The aging process of the liver is caused by genomic and epigenome changes, which lead to the imbalance of mitochondrial function and nutrition sensing pathway, leading to cell senescence and low-grade inflammation. These changes promote multiple phenotypic changes and liver function damage in all hepatocytes (hepatocytes, sinusoidal endothelial cells, hepatic stellate cells and Kupffer cells) [31]. In particular, age-related changes in hepatic sinusoidal endothelial cells are an important but underrecognized risk factor for agerelated cardiac metabolic diseases [32]. Electron microscopic analysis showed that aging was related to the increase of the thickness of LSECs, the decrease of the number of LSEC window and the formation of basement membrane of perisinus fibrosis and central vein fibrosis. These changes reduced the porosity and endocytosis of LSECs, resulting in endothelial dysfunction.

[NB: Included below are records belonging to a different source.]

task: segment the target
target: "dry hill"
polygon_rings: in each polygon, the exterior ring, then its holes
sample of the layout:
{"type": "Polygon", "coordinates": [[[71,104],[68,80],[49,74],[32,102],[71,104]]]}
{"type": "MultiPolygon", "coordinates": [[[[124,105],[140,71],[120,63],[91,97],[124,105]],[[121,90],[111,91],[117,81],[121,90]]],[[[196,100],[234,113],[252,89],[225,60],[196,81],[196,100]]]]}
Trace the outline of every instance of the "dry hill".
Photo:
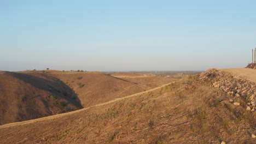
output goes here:
{"type": "Polygon", "coordinates": [[[235,76],[211,69],[78,111],[2,125],[0,143],[255,143],[255,112],[236,95],[246,85],[234,92],[220,85],[235,76]]]}
{"type": "Polygon", "coordinates": [[[100,72],[1,71],[0,125],[106,103],[178,79],[148,78],[136,83],[100,72]]]}
{"type": "Polygon", "coordinates": [[[74,91],[43,74],[0,71],[0,125],[82,108],[74,91]]]}

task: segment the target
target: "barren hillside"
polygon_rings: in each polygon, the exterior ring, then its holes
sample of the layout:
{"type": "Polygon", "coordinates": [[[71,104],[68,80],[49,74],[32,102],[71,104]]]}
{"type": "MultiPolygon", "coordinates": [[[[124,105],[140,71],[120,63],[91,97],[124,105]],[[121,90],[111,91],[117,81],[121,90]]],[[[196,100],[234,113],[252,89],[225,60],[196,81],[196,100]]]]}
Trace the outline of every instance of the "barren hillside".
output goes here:
{"type": "Polygon", "coordinates": [[[0,125],[82,108],[73,90],[43,74],[0,71],[0,125]]]}
{"type": "Polygon", "coordinates": [[[255,143],[255,112],[236,96],[251,81],[241,78],[245,84],[235,92],[222,85],[234,76],[211,69],[77,111],[2,125],[0,143],[255,143]]]}
{"type": "Polygon", "coordinates": [[[1,71],[0,125],[106,103],[178,79],[144,77],[136,83],[100,72],[1,71]]]}
{"type": "MultiPolygon", "coordinates": [[[[179,79],[174,76],[163,79],[156,76],[145,76],[143,81],[138,82],[137,81],[114,77],[100,72],[54,71],[47,74],[59,79],[74,89],[84,107],[143,92],[179,79]],[[79,87],[78,83],[84,86],[79,87]]],[[[122,74],[123,76],[134,75],[140,74],[122,74]]],[[[137,77],[134,78],[133,80],[139,79],[137,77]]]]}

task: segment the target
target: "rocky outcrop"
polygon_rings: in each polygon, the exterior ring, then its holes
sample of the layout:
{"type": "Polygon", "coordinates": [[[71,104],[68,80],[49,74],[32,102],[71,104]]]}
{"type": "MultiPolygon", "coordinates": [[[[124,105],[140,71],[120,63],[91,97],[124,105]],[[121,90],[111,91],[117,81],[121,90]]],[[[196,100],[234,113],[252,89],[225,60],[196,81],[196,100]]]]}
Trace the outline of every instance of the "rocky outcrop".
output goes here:
{"type": "MultiPolygon", "coordinates": [[[[245,109],[251,111],[256,110],[256,85],[245,78],[230,73],[211,69],[201,74],[201,79],[212,83],[212,86],[219,87],[233,97],[240,97],[245,104],[245,109]],[[211,81],[210,81],[211,80],[211,81]]],[[[230,101],[233,102],[232,100],[230,101]]],[[[240,105],[234,101],[235,105],[240,105]]]]}

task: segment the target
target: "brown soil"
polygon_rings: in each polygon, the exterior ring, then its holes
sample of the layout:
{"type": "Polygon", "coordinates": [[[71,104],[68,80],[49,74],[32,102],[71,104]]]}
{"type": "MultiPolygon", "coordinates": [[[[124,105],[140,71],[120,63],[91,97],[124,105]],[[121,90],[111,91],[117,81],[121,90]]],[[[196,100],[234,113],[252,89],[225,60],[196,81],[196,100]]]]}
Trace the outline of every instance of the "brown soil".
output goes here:
{"type": "Polygon", "coordinates": [[[213,87],[220,77],[203,73],[77,111],[3,125],[0,143],[255,143],[255,113],[213,87]]]}
{"type": "Polygon", "coordinates": [[[87,107],[178,79],[145,78],[136,83],[100,72],[0,71],[0,125],[87,107]]]}
{"type": "Polygon", "coordinates": [[[74,91],[50,76],[0,71],[0,125],[82,108],[74,91]]]}

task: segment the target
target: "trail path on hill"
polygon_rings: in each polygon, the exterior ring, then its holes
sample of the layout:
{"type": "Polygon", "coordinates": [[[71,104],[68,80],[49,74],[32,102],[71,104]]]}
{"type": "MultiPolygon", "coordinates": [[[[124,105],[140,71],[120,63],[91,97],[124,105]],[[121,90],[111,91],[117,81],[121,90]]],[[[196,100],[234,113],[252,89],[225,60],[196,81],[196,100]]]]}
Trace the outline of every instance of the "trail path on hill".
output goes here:
{"type": "MultiPolygon", "coordinates": [[[[179,80],[182,80],[182,79],[179,79],[179,80]]],[[[86,107],[86,108],[84,108],[84,109],[82,109],[81,110],[76,110],[76,111],[72,111],[72,112],[67,112],[67,113],[61,113],[61,114],[59,114],[59,115],[53,115],[53,116],[39,118],[34,119],[25,121],[22,121],[22,122],[20,122],[11,123],[8,123],[8,124],[4,124],[4,125],[0,125],[0,129],[7,128],[7,127],[10,127],[16,126],[16,125],[23,125],[23,124],[28,124],[28,123],[35,123],[35,122],[37,122],[48,121],[48,120],[50,120],[50,119],[56,119],[56,118],[61,118],[61,117],[64,117],[65,116],[72,115],[73,113],[75,113],[79,112],[81,112],[81,111],[85,111],[85,110],[88,110],[88,109],[92,108],[92,107],[107,105],[107,104],[110,104],[110,103],[112,103],[119,101],[119,100],[125,99],[129,98],[131,98],[131,97],[135,97],[135,96],[137,96],[137,95],[138,95],[143,94],[144,93],[146,93],[152,92],[152,91],[154,91],[155,90],[160,89],[162,87],[164,87],[166,86],[167,86],[167,85],[168,85],[170,84],[171,84],[172,83],[174,83],[176,81],[170,82],[170,83],[168,83],[167,84],[162,85],[161,86],[155,87],[155,88],[152,88],[152,89],[149,89],[149,90],[147,90],[147,91],[145,91],[142,92],[135,93],[135,94],[129,95],[128,96],[126,96],[126,97],[122,97],[122,98],[117,98],[115,99],[110,100],[110,101],[106,102],[106,103],[97,104],[97,105],[96,105],[90,106],[90,107],[86,107]]]]}
{"type": "Polygon", "coordinates": [[[249,68],[225,69],[223,70],[230,72],[236,76],[243,77],[256,83],[256,70],[249,68]]]}

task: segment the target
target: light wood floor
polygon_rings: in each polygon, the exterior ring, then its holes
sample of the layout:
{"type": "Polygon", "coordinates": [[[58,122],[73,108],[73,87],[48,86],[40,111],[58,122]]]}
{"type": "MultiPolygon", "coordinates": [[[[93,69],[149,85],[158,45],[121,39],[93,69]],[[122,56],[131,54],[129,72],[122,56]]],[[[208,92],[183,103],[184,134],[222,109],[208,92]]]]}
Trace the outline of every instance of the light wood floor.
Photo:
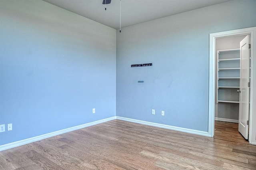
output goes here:
{"type": "Polygon", "coordinates": [[[236,125],[210,138],[114,120],[1,151],[0,169],[256,170],[236,125]]]}

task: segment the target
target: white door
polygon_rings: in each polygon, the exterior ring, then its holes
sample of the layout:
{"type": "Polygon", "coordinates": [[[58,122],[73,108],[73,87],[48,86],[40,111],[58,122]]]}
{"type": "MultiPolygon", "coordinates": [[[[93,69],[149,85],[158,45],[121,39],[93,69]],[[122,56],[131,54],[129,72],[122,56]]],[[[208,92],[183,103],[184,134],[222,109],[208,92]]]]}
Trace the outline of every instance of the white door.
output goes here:
{"type": "Polygon", "coordinates": [[[246,139],[249,134],[250,49],[250,35],[240,42],[240,89],[238,131],[246,139]]]}

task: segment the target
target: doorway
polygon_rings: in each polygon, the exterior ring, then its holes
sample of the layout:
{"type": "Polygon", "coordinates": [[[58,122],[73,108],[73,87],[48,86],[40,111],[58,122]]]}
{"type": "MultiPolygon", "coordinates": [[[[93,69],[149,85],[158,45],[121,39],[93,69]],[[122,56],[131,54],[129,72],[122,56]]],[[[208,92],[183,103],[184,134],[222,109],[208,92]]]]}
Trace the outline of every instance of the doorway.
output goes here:
{"type": "MultiPolygon", "coordinates": [[[[235,35],[215,40],[215,138],[229,141],[234,140],[229,138],[230,136],[237,136],[236,140],[240,142],[243,139],[239,138],[238,132],[240,102],[240,93],[238,91],[240,91],[242,79],[240,43],[247,36],[235,35]]],[[[248,103],[247,105],[248,107],[248,103]]],[[[248,131],[243,135],[248,140],[248,131]]]]}
{"type": "MultiPolygon", "coordinates": [[[[254,49],[256,48],[255,44],[254,43],[253,40],[256,40],[256,27],[253,27],[234,30],[216,33],[211,34],[209,37],[209,118],[208,118],[208,131],[209,136],[213,137],[214,133],[214,120],[215,118],[215,103],[216,103],[216,42],[217,39],[230,37],[232,36],[244,36],[250,35],[251,37],[250,43],[251,44],[251,65],[250,71],[251,86],[250,105],[250,118],[249,121],[249,143],[256,144],[256,83],[254,83],[253,80],[256,80],[256,58],[254,53],[254,49]],[[254,107],[254,106],[255,106],[254,107]],[[255,108],[255,109],[254,108],[255,108]]],[[[219,109],[219,108],[218,108],[219,109]]],[[[233,119],[235,120],[235,119],[233,119]]]]}

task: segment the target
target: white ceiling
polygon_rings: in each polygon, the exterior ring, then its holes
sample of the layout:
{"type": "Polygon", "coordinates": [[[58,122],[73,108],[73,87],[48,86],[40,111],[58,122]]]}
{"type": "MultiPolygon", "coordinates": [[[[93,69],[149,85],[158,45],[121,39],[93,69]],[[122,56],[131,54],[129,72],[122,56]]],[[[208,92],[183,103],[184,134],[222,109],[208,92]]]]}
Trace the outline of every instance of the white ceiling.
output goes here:
{"type": "MultiPolygon", "coordinates": [[[[120,27],[120,0],[43,0],[114,29],[120,27]]],[[[230,0],[121,0],[124,27],[230,0]]]]}

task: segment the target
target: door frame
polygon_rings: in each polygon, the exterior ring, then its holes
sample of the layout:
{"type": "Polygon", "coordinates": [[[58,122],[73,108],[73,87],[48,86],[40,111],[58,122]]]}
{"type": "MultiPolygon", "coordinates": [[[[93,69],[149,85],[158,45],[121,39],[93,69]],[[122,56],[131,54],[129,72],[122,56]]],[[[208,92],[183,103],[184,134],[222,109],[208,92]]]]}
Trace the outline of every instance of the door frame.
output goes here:
{"type": "Polygon", "coordinates": [[[208,134],[211,137],[213,137],[214,132],[216,39],[222,37],[245,34],[250,34],[251,37],[250,87],[248,140],[250,144],[256,145],[256,107],[253,107],[254,105],[256,106],[256,82],[254,83],[254,81],[256,80],[256,53],[254,53],[254,49],[256,49],[256,42],[255,43],[254,42],[254,40],[256,40],[256,27],[209,34],[208,134]],[[253,90],[254,89],[255,90],[253,90]]]}

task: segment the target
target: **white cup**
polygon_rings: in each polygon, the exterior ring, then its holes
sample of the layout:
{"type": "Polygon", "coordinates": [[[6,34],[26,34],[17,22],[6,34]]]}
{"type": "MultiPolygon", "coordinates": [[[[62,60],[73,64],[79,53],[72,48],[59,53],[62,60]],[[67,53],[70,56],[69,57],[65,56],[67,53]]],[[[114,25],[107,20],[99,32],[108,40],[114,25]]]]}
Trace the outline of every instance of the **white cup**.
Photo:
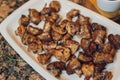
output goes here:
{"type": "Polygon", "coordinates": [[[97,0],[100,9],[106,12],[114,12],[120,9],[120,0],[97,0]]]}

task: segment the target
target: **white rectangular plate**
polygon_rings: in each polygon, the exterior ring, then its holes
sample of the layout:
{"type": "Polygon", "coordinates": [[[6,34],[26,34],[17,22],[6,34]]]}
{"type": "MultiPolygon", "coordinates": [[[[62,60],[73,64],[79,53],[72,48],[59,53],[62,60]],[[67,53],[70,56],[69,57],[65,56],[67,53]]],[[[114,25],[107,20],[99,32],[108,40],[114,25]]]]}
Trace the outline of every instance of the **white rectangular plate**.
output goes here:
{"type": "MultiPolygon", "coordinates": [[[[49,4],[51,0],[30,0],[25,3],[22,7],[17,9],[13,12],[9,17],[7,17],[1,24],[0,24],[0,31],[4,38],[8,41],[8,43],[17,51],[17,53],[29,64],[31,65],[40,75],[42,75],[47,80],[57,80],[53,75],[51,75],[43,65],[39,64],[35,58],[35,55],[28,52],[24,45],[21,43],[19,37],[15,35],[15,30],[18,27],[18,19],[21,17],[22,14],[28,15],[28,9],[34,8],[37,10],[41,10],[45,3],[49,4]]],[[[65,14],[70,11],[71,9],[79,9],[80,13],[84,16],[90,17],[92,22],[97,22],[107,27],[108,34],[119,34],[120,35],[120,25],[114,23],[113,21],[89,10],[80,5],[72,3],[67,0],[59,0],[61,3],[61,11],[60,15],[65,17],[65,14]]],[[[113,73],[113,80],[120,79],[120,51],[117,52],[115,56],[115,60],[113,63],[107,66],[107,70],[112,71],[113,73]]],[[[79,78],[77,75],[67,75],[63,73],[59,80],[84,80],[84,76],[79,78]]]]}

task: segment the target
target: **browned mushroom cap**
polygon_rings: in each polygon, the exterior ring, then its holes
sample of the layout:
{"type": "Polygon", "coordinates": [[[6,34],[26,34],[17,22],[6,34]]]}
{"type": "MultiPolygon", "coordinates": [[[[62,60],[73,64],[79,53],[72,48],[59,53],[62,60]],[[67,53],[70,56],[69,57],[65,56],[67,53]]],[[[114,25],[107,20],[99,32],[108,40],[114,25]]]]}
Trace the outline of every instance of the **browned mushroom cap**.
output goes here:
{"type": "Polygon", "coordinates": [[[73,19],[74,17],[79,16],[79,14],[80,14],[79,10],[77,10],[77,9],[72,9],[72,10],[70,10],[70,11],[66,14],[66,18],[67,18],[67,20],[72,21],[72,19],[73,19]]]}
{"type": "Polygon", "coordinates": [[[106,64],[95,64],[94,76],[101,73],[105,69],[106,64]]]}
{"type": "Polygon", "coordinates": [[[75,40],[66,40],[62,43],[64,46],[71,49],[71,53],[75,54],[75,52],[79,49],[79,43],[75,40]]]}
{"type": "Polygon", "coordinates": [[[97,44],[91,39],[82,38],[81,48],[87,55],[92,55],[97,50],[97,44]]]}
{"type": "Polygon", "coordinates": [[[95,64],[111,63],[113,62],[113,56],[108,53],[96,52],[93,57],[93,62],[95,64]]]}
{"type": "Polygon", "coordinates": [[[70,35],[74,36],[77,32],[80,32],[80,25],[76,22],[69,21],[66,24],[66,30],[70,35]]]}
{"type": "Polygon", "coordinates": [[[85,77],[92,77],[94,75],[94,64],[82,64],[82,72],[85,77]]]}
{"type": "Polygon", "coordinates": [[[29,17],[34,24],[38,24],[41,21],[40,13],[36,9],[29,9],[29,17]]]}
{"type": "Polygon", "coordinates": [[[59,41],[62,39],[63,35],[59,34],[58,32],[51,31],[51,36],[54,41],[59,41]]]}
{"type": "Polygon", "coordinates": [[[60,5],[59,1],[51,1],[50,7],[54,8],[56,10],[56,12],[59,12],[61,5],[60,5]]]}
{"type": "Polygon", "coordinates": [[[75,70],[80,70],[80,69],[81,69],[81,63],[75,56],[72,56],[66,67],[67,74],[73,74],[75,73],[75,70]]]}
{"type": "Polygon", "coordinates": [[[62,62],[67,62],[71,56],[71,50],[67,47],[57,47],[53,50],[53,55],[62,62]]]}
{"type": "Polygon", "coordinates": [[[32,51],[33,53],[42,52],[42,43],[40,40],[33,40],[33,42],[28,44],[28,51],[32,51]]]}
{"type": "Polygon", "coordinates": [[[103,46],[105,38],[106,38],[106,31],[105,30],[96,30],[92,34],[93,41],[95,43],[99,44],[100,47],[103,46]]]}
{"type": "Polygon", "coordinates": [[[113,74],[111,72],[105,71],[97,74],[94,80],[112,80],[113,74]]]}
{"type": "Polygon", "coordinates": [[[62,29],[64,29],[69,21],[67,19],[62,20],[59,22],[59,25],[62,29]]]}
{"type": "Polygon", "coordinates": [[[52,22],[50,21],[45,21],[44,27],[43,27],[43,32],[50,32],[52,29],[52,22]]]}
{"type": "Polygon", "coordinates": [[[37,27],[33,27],[31,25],[29,25],[27,27],[27,31],[28,33],[32,34],[32,35],[38,35],[38,34],[42,34],[43,33],[43,30],[42,29],[39,29],[37,27]]]}
{"type": "Polygon", "coordinates": [[[76,22],[78,22],[80,25],[89,25],[90,24],[89,17],[85,17],[83,15],[80,15],[76,22]]]}
{"type": "Polygon", "coordinates": [[[82,25],[80,27],[80,32],[77,33],[79,38],[91,38],[91,28],[90,25],[82,25]]]}
{"type": "Polygon", "coordinates": [[[83,53],[83,52],[79,53],[78,59],[81,62],[90,62],[90,61],[92,61],[92,57],[85,55],[85,53],[83,53]]]}
{"type": "Polygon", "coordinates": [[[66,30],[64,30],[63,28],[61,28],[59,25],[57,25],[57,24],[53,24],[52,25],[52,29],[53,29],[53,31],[55,31],[55,32],[57,32],[57,33],[59,33],[59,34],[65,34],[66,33],[66,30]]]}
{"type": "Polygon", "coordinates": [[[39,63],[44,65],[50,62],[51,56],[52,55],[50,53],[38,54],[37,59],[39,63]]]}
{"type": "Polygon", "coordinates": [[[52,12],[56,12],[55,8],[46,6],[40,11],[41,15],[45,16],[51,15],[52,12]]]}
{"type": "Polygon", "coordinates": [[[43,50],[47,51],[47,50],[55,49],[56,46],[57,46],[57,44],[53,41],[46,42],[46,43],[43,43],[43,50]]]}
{"type": "Polygon", "coordinates": [[[42,42],[49,42],[52,41],[51,35],[49,32],[43,32],[40,35],[37,35],[37,37],[42,41],[42,42]]]}
{"type": "Polygon", "coordinates": [[[27,26],[29,24],[29,21],[30,19],[27,16],[22,15],[19,19],[19,25],[27,26]]]}
{"type": "Polygon", "coordinates": [[[116,34],[109,34],[108,40],[116,49],[120,49],[120,35],[116,34]]]}
{"type": "Polygon", "coordinates": [[[26,26],[20,25],[15,31],[15,34],[22,38],[26,32],[26,29],[27,29],[26,26]]]}
{"type": "Polygon", "coordinates": [[[62,37],[61,42],[64,43],[66,40],[71,40],[71,39],[72,39],[72,36],[67,33],[62,37]]]}
{"type": "Polygon", "coordinates": [[[98,23],[92,23],[92,30],[95,31],[95,30],[105,30],[106,31],[106,28],[98,23]]]}
{"type": "Polygon", "coordinates": [[[47,65],[47,70],[52,73],[55,77],[59,77],[62,70],[65,70],[65,63],[63,62],[52,62],[47,65]]]}

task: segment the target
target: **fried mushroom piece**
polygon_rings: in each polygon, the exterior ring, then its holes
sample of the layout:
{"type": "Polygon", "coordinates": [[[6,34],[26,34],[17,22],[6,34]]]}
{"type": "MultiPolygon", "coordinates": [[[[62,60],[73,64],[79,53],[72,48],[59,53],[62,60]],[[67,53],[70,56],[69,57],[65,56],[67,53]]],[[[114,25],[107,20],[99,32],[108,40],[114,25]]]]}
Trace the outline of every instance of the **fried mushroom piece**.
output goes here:
{"type": "Polygon", "coordinates": [[[56,12],[59,12],[61,8],[61,5],[58,1],[51,1],[49,6],[54,8],[56,12]]]}
{"type": "Polygon", "coordinates": [[[79,15],[77,21],[81,26],[83,25],[89,25],[90,24],[90,19],[89,17],[85,17],[83,15],[79,15]]]}
{"type": "Polygon", "coordinates": [[[67,74],[69,75],[74,74],[75,72],[80,71],[80,69],[81,69],[81,63],[76,58],[76,56],[72,56],[66,67],[67,74]]]}
{"type": "Polygon", "coordinates": [[[38,56],[37,56],[39,63],[41,63],[43,65],[49,63],[50,58],[51,58],[50,53],[38,54],[38,56]]]}
{"type": "Polygon", "coordinates": [[[74,17],[78,17],[80,14],[79,10],[77,9],[71,9],[67,14],[66,14],[66,18],[68,21],[73,21],[74,17]]]}
{"type": "Polygon", "coordinates": [[[50,16],[52,12],[56,12],[55,8],[46,6],[40,11],[41,15],[44,16],[50,16]]]}
{"type": "Polygon", "coordinates": [[[105,69],[106,64],[95,64],[94,76],[101,73],[105,69]]]}
{"type": "Polygon", "coordinates": [[[52,39],[54,40],[54,41],[59,41],[59,40],[61,40],[62,39],[62,37],[63,37],[63,35],[61,35],[61,34],[59,34],[58,32],[56,32],[56,31],[51,31],[51,36],[52,36],[52,39]]]}
{"type": "Polygon", "coordinates": [[[112,80],[113,74],[111,72],[105,71],[97,74],[93,80],[112,80]]]}
{"type": "Polygon", "coordinates": [[[120,49],[120,35],[116,34],[109,34],[108,35],[109,42],[114,45],[116,49],[120,49]]]}
{"type": "Polygon", "coordinates": [[[95,30],[105,30],[106,31],[106,28],[98,23],[92,23],[91,24],[92,26],[92,31],[94,32],[95,30]]]}
{"type": "Polygon", "coordinates": [[[43,30],[39,29],[37,27],[33,27],[33,26],[29,25],[27,27],[27,32],[30,33],[30,34],[32,34],[32,35],[38,35],[38,34],[42,34],[43,30]]]}
{"type": "Polygon", "coordinates": [[[57,24],[53,24],[52,29],[53,29],[53,31],[55,31],[61,35],[66,33],[66,30],[64,30],[63,28],[60,27],[60,25],[57,25],[57,24]]]}
{"type": "Polygon", "coordinates": [[[83,52],[80,52],[80,53],[79,53],[78,59],[79,59],[81,62],[85,62],[85,63],[92,61],[92,57],[85,55],[85,53],[83,53],[83,52]]]}
{"type": "Polygon", "coordinates": [[[108,53],[96,52],[93,57],[95,64],[111,63],[113,62],[113,56],[108,53]]]}
{"type": "Polygon", "coordinates": [[[57,44],[53,41],[43,43],[43,50],[44,51],[55,49],[56,47],[57,47],[57,44]]]}
{"type": "Polygon", "coordinates": [[[71,56],[71,50],[67,47],[57,47],[53,50],[53,55],[62,62],[67,62],[71,56]]]}
{"type": "Polygon", "coordinates": [[[75,54],[75,52],[79,49],[79,43],[75,40],[66,40],[62,43],[63,46],[70,48],[71,53],[75,54]]]}
{"type": "Polygon", "coordinates": [[[37,38],[39,38],[43,43],[52,41],[52,38],[49,32],[43,32],[42,34],[37,35],[37,38]]]}
{"type": "Polygon", "coordinates": [[[81,25],[80,32],[77,33],[79,38],[91,38],[91,27],[90,25],[81,25]]]}
{"type": "Polygon", "coordinates": [[[85,77],[92,77],[94,75],[94,64],[89,63],[89,64],[82,64],[82,72],[85,77]]]}
{"type": "Polygon", "coordinates": [[[29,22],[30,22],[30,19],[25,15],[22,15],[19,19],[19,25],[27,26],[29,22]]]}
{"type": "Polygon", "coordinates": [[[39,24],[39,22],[42,20],[40,13],[36,9],[29,9],[29,17],[30,21],[34,24],[39,24]]]}
{"type": "Polygon", "coordinates": [[[24,36],[24,34],[26,33],[26,29],[27,29],[26,26],[19,25],[19,27],[15,31],[15,34],[20,36],[20,38],[22,38],[24,36]]]}
{"type": "Polygon", "coordinates": [[[76,22],[69,21],[66,24],[66,30],[70,35],[74,36],[77,32],[80,32],[80,25],[76,22]]]}
{"type": "Polygon", "coordinates": [[[28,51],[32,51],[33,53],[42,52],[42,49],[42,42],[39,39],[35,39],[28,44],[28,51]]]}
{"type": "Polygon", "coordinates": [[[62,37],[61,42],[64,43],[66,40],[71,40],[71,39],[72,39],[72,36],[67,33],[62,37]]]}
{"type": "Polygon", "coordinates": [[[64,62],[52,62],[47,65],[47,70],[52,73],[55,77],[59,77],[62,70],[65,70],[66,66],[64,62]]]}
{"type": "Polygon", "coordinates": [[[82,38],[81,48],[87,55],[92,55],[97,50],[97,44],[91,39],[82,38]]]}
{"type": "Polygon", "coordinates": [[[92,34],[93,41],[96,44],[99,44],[100,47],[103,46],[105,38],[106,38],[106,31],[105,30],[95,30],[92,34]]]}
{"type": "Polygon", "coordinates": [[[52,22],[46,20],[43,26],[43,32],[50,32],[52,29],[52,24],[52,22]]]}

Furthermore, the clearance of chylous particulate residues is affected, resulting in lipid accumulation, postprandial hyperlipidemia and promoting the occurrence and development of atherosclerosis in the elderly[13]. Age-related liver function changes have an important impact on systemic aging and susceptibility to age-related diseases.Nutrition sensing pathway has become an important target for drug development in delaying aging and aging-related diseases.This supports the central role of liver metabolic regulation in the relationship between nutrition and aging.

8. Summary and prospect

LSECs regulates the occurrence and development of liver disease mainly through anti-inflammation, endocytosis clearance, hepatic sinusoid capillarization, secretion of angiogenic signal factors and maintenance of HSCs resting. Since the phenotypic change of LSECs is one of the earliest events of liver injury, the study of the molecular mechanism of LSECs in the context of the progression of liver injury is of great value for early detection and early intervention of chronic liver diseases. Making full use of the special immune characteristics of LSECs to formulate future immunotherapy strategies may find a new opportunity for more effective treatment of chronic liver disease.